= Zolban =

Zolban or Zolbon (fl. 491) was a Hun general fighting for the Byzantine Empire. He fought alongside fellow Hun commander Sigizan against the Isaurians in 493 AD.

==History==
He was a commander of the Hun auxiliaries in the Byzantine Empire. Zolban commanded the Huns in the army of Eastern Roman emperor Anastasius I Dicorus against the Isaurian rebels in the Isaurian War (492-497). In this conflict, the East army probably sided with the Isaurians.
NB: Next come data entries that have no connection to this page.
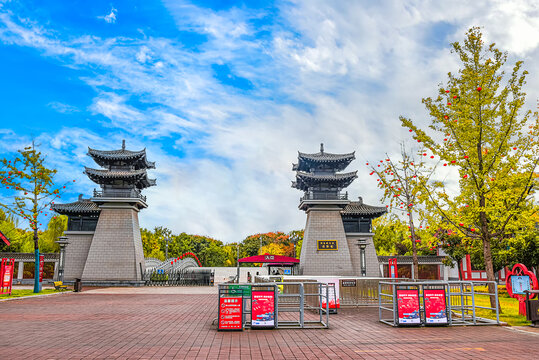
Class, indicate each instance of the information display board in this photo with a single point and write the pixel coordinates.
(324, 245)
(230, 313)
(435, 307)
(41, 265)
(519, 284)
(262, 309)
(408, 307)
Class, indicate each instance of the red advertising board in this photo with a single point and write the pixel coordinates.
(408, 307)
(262, 309)
(435, 307)
(41, 264)
(230, 313)
(6, 275)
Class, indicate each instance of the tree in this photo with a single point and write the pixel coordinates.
(33, 189)
(402, 182)
(486, 141)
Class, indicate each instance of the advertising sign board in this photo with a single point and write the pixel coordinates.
(333, 292)
(230, 313)
(240, 289)
(322, 245)
(519, 284)
(6, 275)
(435, 307)
(41, 265)
(408, 307)
(262, 309)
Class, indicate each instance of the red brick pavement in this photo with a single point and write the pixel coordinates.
(113, 326)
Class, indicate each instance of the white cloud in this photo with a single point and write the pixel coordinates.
(110, 17)
(334, 72)
(63, 108)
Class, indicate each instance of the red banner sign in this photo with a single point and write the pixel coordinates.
(263, 308)
(6, 275)
(230, 313)
(408, 307)
(41, 265)
(435, 307)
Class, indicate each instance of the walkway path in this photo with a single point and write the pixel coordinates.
(163, 324)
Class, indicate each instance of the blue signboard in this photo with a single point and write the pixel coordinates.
(519, 284)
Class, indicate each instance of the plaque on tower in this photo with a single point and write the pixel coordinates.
(323, 245)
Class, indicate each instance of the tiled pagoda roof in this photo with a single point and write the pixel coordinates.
(316, 178)
(305, 180)
(81, 206)
(307, 162)
(140, 177)
(105, 158)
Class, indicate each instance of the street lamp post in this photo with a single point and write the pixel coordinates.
(362, 245)
(62, 241)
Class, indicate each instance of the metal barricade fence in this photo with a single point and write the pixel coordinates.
(179, 277)
(461, 302)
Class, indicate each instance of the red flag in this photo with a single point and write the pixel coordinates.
(4, 239)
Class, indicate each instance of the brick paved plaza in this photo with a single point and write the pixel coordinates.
(166, 323)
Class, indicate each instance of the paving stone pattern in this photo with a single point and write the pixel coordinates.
(166, 326)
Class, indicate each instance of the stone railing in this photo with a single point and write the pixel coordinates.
(119, 193)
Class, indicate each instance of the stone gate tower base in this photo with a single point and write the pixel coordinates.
(115, 255)
(324, 223)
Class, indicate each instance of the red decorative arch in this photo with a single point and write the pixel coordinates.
(521, 270)
(190, 254)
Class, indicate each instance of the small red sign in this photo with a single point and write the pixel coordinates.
(408, 307)
(41, 265)
(435, 307)
(263, 309)
(230, 313)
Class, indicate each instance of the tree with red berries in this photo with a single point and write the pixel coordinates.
(33, 191)
(402, 181)
(482, 135)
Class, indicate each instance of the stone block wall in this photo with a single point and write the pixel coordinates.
(76, 253)
(116, 251)
(371, 259)
(325, 223)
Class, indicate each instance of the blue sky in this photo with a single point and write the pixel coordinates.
(224, 93)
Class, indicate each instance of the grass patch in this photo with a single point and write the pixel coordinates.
(27, 292)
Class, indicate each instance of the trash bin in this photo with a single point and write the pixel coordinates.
(78, 285)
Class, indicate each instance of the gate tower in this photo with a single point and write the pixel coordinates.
(328, 248)
(104, 234)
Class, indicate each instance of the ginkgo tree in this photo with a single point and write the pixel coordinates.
(29, 191)
(402, 182)
(481, 133)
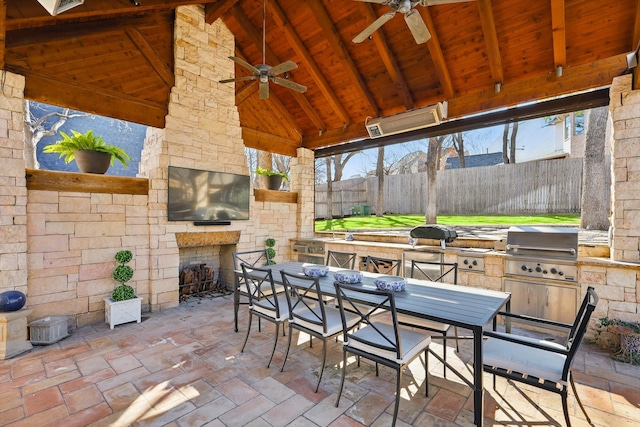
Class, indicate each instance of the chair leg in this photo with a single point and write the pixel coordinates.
(575, 392)
(288, 347)
(275, 343)
(344, 373)
(248, 330)
(324, 360)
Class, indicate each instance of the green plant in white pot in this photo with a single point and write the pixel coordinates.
(90, 152)
(124, 305)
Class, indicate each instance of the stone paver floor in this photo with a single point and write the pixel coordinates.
(183, 367)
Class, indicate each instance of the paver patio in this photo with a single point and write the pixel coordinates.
(183, 367)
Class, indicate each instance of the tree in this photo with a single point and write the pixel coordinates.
(380, 175)
(35, 128)
(596, 178)
(433, 160)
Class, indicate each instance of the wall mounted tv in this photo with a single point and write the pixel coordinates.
(199, 195)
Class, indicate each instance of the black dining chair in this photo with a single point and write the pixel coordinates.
(387, 344)
(388, 266)
(307, 313)
(255, 258)
(538, 362)
(345, 260)
(441, 272)
(264, 301)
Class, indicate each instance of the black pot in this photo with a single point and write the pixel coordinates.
(89, 161)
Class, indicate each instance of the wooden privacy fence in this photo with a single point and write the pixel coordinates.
(550, 186)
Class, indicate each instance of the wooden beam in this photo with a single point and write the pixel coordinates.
(491, 39)
(388, 59)
(213, 11)
(331, 34)
(436, 55)
(84, 182)
(259, 140)
(111, 104)
(158, 65)
(558, 32)
(313, 69)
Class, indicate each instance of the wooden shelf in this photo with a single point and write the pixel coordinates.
(275, 196)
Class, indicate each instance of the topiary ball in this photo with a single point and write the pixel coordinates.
(123, 292)
(122, 273)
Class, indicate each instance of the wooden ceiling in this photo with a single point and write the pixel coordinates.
(113, 58)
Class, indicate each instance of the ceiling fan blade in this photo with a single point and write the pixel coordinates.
(283, 68)
(417, 26)
(373, 27)
(264, 90)
(244, 64)
(289, 84)
(238, 79)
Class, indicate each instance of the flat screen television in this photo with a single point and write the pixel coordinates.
(199, 195)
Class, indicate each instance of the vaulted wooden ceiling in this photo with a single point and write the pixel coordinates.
(114, 58)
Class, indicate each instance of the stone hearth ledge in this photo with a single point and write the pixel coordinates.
(207, 238)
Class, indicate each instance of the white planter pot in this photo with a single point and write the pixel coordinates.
(118, 312)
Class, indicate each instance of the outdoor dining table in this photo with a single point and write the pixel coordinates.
(462, 306)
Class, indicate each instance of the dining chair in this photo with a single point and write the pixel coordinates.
(264, 301)
(441, 272)
(307, 313)
(389, 266)
(255, 258)
(341, 259)
(538, 362)
(387, 344)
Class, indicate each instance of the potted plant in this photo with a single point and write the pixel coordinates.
(620, 336)
(274, 178)
(124, 305)
(90, 152)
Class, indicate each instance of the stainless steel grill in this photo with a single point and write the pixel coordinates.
(541, 272)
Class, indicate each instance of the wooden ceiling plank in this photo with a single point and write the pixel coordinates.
(491, 39)
(309, 63)
(558, 33)
(163, 71)
(388, 59)
(213, 11)
(442, 70)
(340, 50)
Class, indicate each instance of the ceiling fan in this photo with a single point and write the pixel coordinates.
(265, 73)
(411, 16)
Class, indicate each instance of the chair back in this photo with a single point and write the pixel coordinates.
(435, 271)
(366, 304)
(304, 298)
(261, 288)
(341, 259)
(383, 265)
(579, 327)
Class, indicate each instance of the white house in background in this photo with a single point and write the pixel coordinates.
(546, 138)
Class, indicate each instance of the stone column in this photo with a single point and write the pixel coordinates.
(625, 186)
(13, 185)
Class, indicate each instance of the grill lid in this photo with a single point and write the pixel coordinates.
(545, 242)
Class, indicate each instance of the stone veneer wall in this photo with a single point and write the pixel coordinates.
(13, 190)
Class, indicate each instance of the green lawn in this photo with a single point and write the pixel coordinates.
(410, 221)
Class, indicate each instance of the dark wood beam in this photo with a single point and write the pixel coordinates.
(558, 33)
(309, 63)
(340, 50)
(583, 101)
(436, 55)
(491, 40)
(158, 65)
(388, 60)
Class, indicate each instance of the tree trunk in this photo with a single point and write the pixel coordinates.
(596, 175)
(433, 154)
(380, 175)
(329, 189)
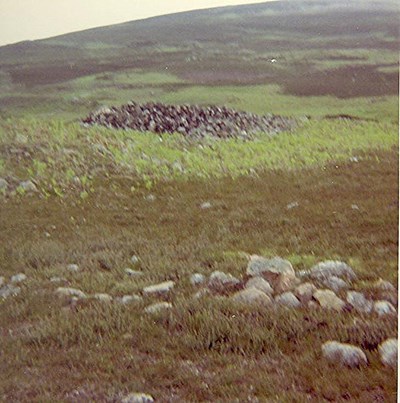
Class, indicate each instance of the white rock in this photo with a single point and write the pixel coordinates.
(18, 278)
(138, 398)
(70, 292)
(287, 299)
(261, 284)
(158, 307)
(73, 268)
(384, 308)
(358, 301)
(251, 296)
(162, 288)
(388, 352)
(331, 268)
(197, 278)
(344, 354)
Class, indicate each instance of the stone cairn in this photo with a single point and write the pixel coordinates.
(190, 120)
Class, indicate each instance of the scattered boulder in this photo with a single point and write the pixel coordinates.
(358, 301)
(158, 307)
(304, 292)
(329, 300)
(18, 278)
(251, 296)
(138, 398)
(331, 268)
(383, 308)
(287, 299)
(161, 288)
(261, 284)
(197, 278)
(388, 352)
(344, 354)
(70, 292)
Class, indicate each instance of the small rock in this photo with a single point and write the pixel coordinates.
(137, 398)
(331, 268)
(269, 268)
(344, 354)
(73, 268)
(197, 278)
(135, 259)
(18, 278)
(287, 299)
(359, 302)
(304, 292)
(103, 297)
(133, 273)
(70, 292)
(219, 279)
(9, 290)
(251, 296)
(28, 186)
(128, 299)
(261, 284)
(383, 308)
(161, 288)
(334, 283)
(329, 300)
(388, 352)
(158, 307)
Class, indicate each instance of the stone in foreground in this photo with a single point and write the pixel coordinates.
(329, 300)
(388, 351)
(158, 307)
(251, 296)
(70, 292)
(138, 398)
(344, 354)
(161, 288)
(358, 301)
(331, 268)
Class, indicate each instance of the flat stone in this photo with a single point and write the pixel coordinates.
(344, 354)
(329, 300)
(304, 292)
(138, 398)
(287, 299)
(358, 301)
(388, 352)
(18, 278)
(384, 308)
(103, 297)
(161, 288)
(9, 290)
(268, 268)
(251, 296)
(331, 268)
(70, 292)
(158, 307)
(261, 284)
(73, 268)
(197, 278)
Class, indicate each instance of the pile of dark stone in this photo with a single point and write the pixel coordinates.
(189, 120)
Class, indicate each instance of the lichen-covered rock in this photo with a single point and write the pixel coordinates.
(287, 299)
(344, 354)
(261, 284)
(331, 268)
(329, 300)
(388, 351)
(251, 296)
(358, 301)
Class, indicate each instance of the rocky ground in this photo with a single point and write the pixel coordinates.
(189, 120)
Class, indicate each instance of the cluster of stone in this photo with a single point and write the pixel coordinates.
(189, 120)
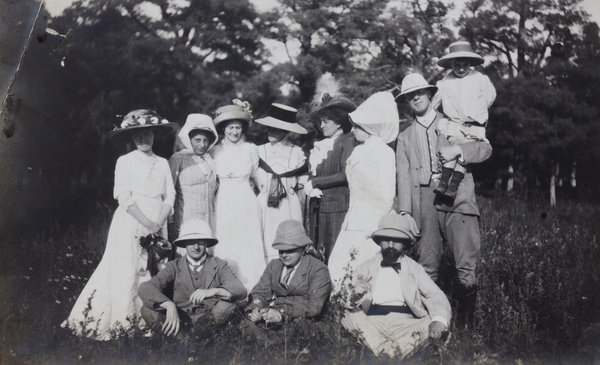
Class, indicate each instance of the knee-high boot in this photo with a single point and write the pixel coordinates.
(465, 310)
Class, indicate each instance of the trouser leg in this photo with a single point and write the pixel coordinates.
(463, 236)
(429, 247)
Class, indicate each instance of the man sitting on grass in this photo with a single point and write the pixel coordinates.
(296, 285)
(394, 304)
(193, 294)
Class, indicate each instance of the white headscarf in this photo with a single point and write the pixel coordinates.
(378, 116)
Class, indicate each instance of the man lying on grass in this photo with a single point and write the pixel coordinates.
(204, 289)
(394, 305)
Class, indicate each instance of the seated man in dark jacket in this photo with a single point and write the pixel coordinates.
(296, 285)
(194, 292)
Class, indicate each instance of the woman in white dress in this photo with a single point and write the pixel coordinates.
(109, 305)
(194, 176)
(371, 174)
(278, 196)
(237, 212)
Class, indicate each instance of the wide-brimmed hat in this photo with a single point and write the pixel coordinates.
(201, 122)
(378, 116)
(414, 82)
(142, 119)
(395, 225)
(290, 235)
(460, 49)
(282, 117)
(195, 229)
(239, 110)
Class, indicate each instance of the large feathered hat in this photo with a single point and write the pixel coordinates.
(328, 96)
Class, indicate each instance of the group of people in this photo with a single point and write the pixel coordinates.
(233, 211)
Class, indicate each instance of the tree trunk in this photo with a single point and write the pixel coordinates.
(555, 167)
(511, 179)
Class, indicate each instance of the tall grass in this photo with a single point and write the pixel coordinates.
(539, 299)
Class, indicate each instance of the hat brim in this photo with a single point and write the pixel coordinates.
(288, 246)
(165, 129)
(446, 61)
(416, 88)
(181, 241)
(343, 103)
(280, 124)
(390, 233)
(231, 115)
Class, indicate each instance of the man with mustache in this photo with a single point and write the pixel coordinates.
(394, 305)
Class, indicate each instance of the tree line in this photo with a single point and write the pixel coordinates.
(103, 58)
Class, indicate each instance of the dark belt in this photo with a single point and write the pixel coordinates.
(381, 310)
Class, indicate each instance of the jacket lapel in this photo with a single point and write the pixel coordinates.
(184, 273)
(298, 276)
(210, 271)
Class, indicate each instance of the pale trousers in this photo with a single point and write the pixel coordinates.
(394, 334)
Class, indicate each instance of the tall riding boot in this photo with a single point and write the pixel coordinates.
(465, 309)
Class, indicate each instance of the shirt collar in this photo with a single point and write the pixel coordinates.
(427, 119)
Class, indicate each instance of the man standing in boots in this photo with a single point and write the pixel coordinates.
(454, 220)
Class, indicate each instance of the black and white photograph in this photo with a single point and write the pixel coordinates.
(300, 182)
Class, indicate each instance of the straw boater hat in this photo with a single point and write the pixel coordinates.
(237, 111)
(460, 49)
(200, 122)
(195, 229)
(290, 235)
(142, 119)
(282, 117)
(414, 82)
(395, 225)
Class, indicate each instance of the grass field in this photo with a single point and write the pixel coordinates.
(539, 299)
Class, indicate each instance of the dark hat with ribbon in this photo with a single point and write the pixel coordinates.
(142, 119)
(282, 117)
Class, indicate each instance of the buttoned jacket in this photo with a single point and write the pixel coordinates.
(305, 294)
(409, 165)
(331, 176)
(175, 283)
(420, 293)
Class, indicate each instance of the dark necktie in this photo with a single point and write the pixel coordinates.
(396, 266)
(286, 277)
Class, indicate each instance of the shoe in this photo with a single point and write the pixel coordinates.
(441, 188)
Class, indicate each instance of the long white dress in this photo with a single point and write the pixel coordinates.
(282, 156)
(237, 212)
(109, 302)
(371, 174)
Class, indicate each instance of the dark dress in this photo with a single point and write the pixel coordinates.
(327, 214)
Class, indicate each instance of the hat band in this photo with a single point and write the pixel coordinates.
(287, 116)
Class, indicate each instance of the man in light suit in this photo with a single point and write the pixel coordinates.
(194, 293)
(438, 218)
(394, 305)
(296, 285)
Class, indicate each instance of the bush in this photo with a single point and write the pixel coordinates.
(538, 300)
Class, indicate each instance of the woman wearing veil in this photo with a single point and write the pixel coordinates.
(371, 174)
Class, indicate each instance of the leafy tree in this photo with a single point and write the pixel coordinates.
(537, 120)
(123, 55)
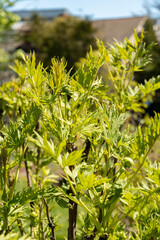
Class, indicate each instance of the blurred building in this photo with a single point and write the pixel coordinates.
(110, 29)
(45, 13)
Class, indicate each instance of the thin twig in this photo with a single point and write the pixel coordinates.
(50, 223)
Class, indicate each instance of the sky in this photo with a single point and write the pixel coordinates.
(94, 9)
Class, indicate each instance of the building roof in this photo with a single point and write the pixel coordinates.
(110, 29)
(46, 13)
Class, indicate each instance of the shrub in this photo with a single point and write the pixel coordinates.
(62, 125)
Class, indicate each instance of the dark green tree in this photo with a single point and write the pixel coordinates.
(65, 36)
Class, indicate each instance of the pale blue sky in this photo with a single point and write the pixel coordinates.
(96, 9)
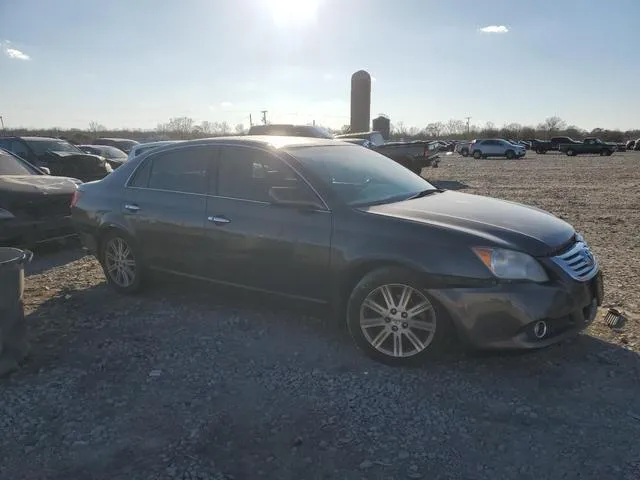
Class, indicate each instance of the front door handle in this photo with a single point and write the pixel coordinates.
(132, 207)
(218, 219)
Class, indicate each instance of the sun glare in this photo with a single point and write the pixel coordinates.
(293, 13)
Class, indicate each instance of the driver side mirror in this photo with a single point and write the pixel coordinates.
(295, 197)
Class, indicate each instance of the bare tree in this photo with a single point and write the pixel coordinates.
(553, 124)
(455, 127)
(434, 129)
(179, 127)
(95, 127)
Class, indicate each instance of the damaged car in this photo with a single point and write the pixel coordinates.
(60, 157)
(408, 266)
(34, 206)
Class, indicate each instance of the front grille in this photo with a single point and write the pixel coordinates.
(578, 262)
(44, 208)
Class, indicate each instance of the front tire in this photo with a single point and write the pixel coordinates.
(121, 262)
(393, 320)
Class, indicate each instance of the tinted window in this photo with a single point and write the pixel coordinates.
(183, 170)
(249, 174)
(141, 175)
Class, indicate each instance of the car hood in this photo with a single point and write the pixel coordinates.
(36, 185)
(495, 222)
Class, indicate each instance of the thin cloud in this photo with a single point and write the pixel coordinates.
(14, 53)
(494, 29)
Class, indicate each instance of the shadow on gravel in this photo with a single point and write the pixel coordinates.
(74, 313)
(52, 256)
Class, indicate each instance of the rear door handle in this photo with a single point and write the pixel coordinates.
(132, 207)
(218, 219)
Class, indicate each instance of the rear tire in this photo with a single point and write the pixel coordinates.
(121, 262)
(392, 318)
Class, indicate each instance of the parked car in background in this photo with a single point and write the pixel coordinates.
(409, 265)
(496, 147)
(463, 148)
(124, 144)
(59, 156)
(290, 130)
(113, 155)
(34, 206)
(589, 145)
(145, 147)
(543, 146)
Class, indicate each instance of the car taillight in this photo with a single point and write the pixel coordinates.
(74, 198)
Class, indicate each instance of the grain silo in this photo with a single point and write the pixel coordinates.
(360, 101)
(382, 124)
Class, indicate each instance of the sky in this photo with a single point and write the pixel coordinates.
(134, 64)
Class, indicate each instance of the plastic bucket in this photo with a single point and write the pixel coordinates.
(13, 335)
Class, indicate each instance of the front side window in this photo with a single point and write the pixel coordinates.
(251, 174)
(183, 170)
(9, 165)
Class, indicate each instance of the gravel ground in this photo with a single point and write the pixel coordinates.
(189, 382)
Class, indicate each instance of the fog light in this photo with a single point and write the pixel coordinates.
(540, 329)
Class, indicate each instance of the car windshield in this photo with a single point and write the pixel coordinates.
(360, 176)
(42, 146)
(10, 165)
(111, 152)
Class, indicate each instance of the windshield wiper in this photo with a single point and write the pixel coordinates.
(424, 193)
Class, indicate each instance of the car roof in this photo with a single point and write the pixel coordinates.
(116, 139)
(35, 138)
(272, 141)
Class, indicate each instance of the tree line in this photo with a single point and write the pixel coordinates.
(185, 128)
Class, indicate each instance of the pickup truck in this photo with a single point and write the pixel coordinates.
(589, 145)
(413, 155)
(543, 146)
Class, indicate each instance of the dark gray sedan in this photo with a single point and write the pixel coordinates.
(409, 265)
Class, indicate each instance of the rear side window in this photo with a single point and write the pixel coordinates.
(183, 170)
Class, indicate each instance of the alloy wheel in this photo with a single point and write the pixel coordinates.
(397, 320)
(120, 262)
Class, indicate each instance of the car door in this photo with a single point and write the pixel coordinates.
(258, 243)
(165, 205)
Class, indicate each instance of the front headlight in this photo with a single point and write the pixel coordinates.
(5, 214)
(511, 265)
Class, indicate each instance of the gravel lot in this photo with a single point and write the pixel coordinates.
(190, 382)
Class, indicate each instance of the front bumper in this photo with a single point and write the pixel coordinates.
(35, 232)
(505, 316)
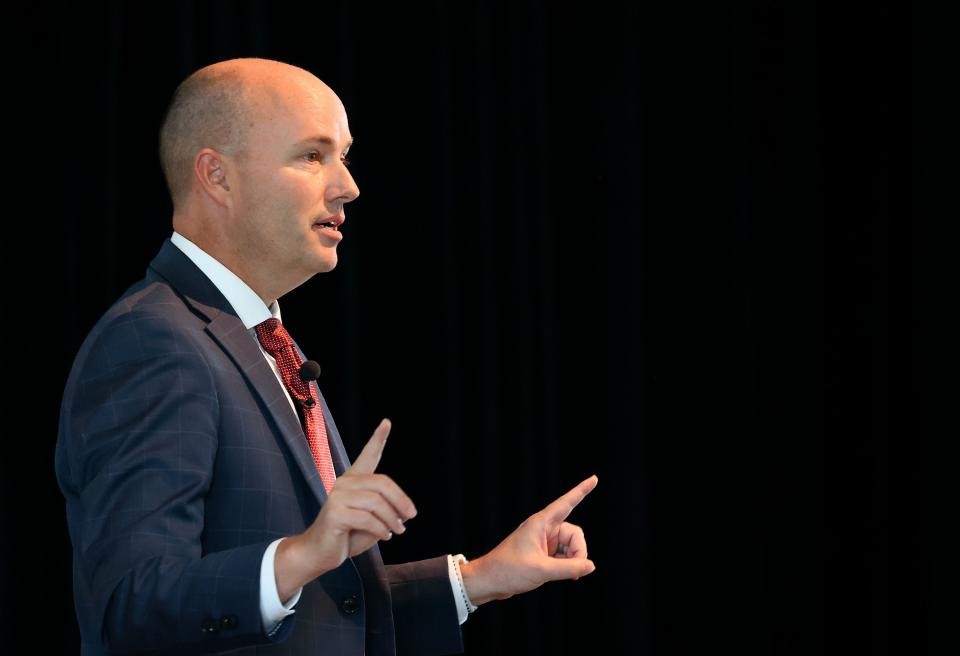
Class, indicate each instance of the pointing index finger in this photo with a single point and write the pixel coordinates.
(369, 458)
(560, 509)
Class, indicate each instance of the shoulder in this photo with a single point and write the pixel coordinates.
(149, 321)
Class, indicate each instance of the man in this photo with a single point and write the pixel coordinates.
(201, 518)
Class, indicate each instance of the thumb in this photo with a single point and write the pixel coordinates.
(369, 458)
(559, 569)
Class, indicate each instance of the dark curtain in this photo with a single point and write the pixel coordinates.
(701, 251)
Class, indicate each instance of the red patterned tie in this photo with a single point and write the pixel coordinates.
(277, 342)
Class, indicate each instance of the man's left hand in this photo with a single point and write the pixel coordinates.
(543, 548)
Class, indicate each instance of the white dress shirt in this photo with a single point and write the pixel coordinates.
(251, 310)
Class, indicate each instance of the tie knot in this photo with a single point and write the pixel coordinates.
(273, 336)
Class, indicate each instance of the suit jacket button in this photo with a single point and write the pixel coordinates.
(350, 605)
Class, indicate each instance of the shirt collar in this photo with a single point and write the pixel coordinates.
(249, 307)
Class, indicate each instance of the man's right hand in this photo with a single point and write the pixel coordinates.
(363, 508)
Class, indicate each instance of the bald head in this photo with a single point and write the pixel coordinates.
(215, 108)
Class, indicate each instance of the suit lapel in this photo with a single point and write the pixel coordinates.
(228, 331)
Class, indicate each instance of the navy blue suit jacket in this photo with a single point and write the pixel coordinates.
(181, 460)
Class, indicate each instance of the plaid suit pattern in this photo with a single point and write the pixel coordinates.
(180, 461)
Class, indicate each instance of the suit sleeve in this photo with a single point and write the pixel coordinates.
(136, 452)
(424, 611)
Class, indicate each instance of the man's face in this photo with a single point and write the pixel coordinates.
(293, 183)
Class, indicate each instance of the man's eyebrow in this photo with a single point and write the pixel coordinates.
(321, 139)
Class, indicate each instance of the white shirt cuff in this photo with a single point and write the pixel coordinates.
(272, 611)
(464, 605)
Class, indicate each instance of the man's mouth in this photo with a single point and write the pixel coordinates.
(331, 223)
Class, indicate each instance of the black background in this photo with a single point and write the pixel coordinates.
(702, 251)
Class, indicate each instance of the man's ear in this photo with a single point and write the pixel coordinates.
(211, 175)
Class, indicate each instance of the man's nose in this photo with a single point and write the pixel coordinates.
(347, 189)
The (Roman) Imperial army consisted chiefly of troops and leaders posted in Thrace, and it included about 6,500 cavalrymen with the Praesental Army, 3,500 cavalrymen with the Thracian Army, 2,000 Scholarii, 2,000 horsemen under Justin, and 10,000 Huns under Zolban and Sigizan, for an estimated combined cavalry force of 34,000, adding to 70,000 infantrymen. The armies were evenly matched in terms of numbers, but the Imperial Army included more cavalrymen. At the major Battle of Cotyaeum, Lilingis, an Isaurian governor and excellent horseman, was killed, and the Imperial Army destroyed most of their adversaries. However, as they stopped to pillage, some of the Isaurians managed to flee to the mountains and the war, which might've ended with this battle, dragged on for several years of guerilla warfare and sieges.

The war eventually resulted in a Roman victory.

==Etymology==
His name is of Turkic origin, cf. Zolbon (colban, colbon, solbon), the "shepherd's star", i.e. Venus, and Colpan, a Mamluk name.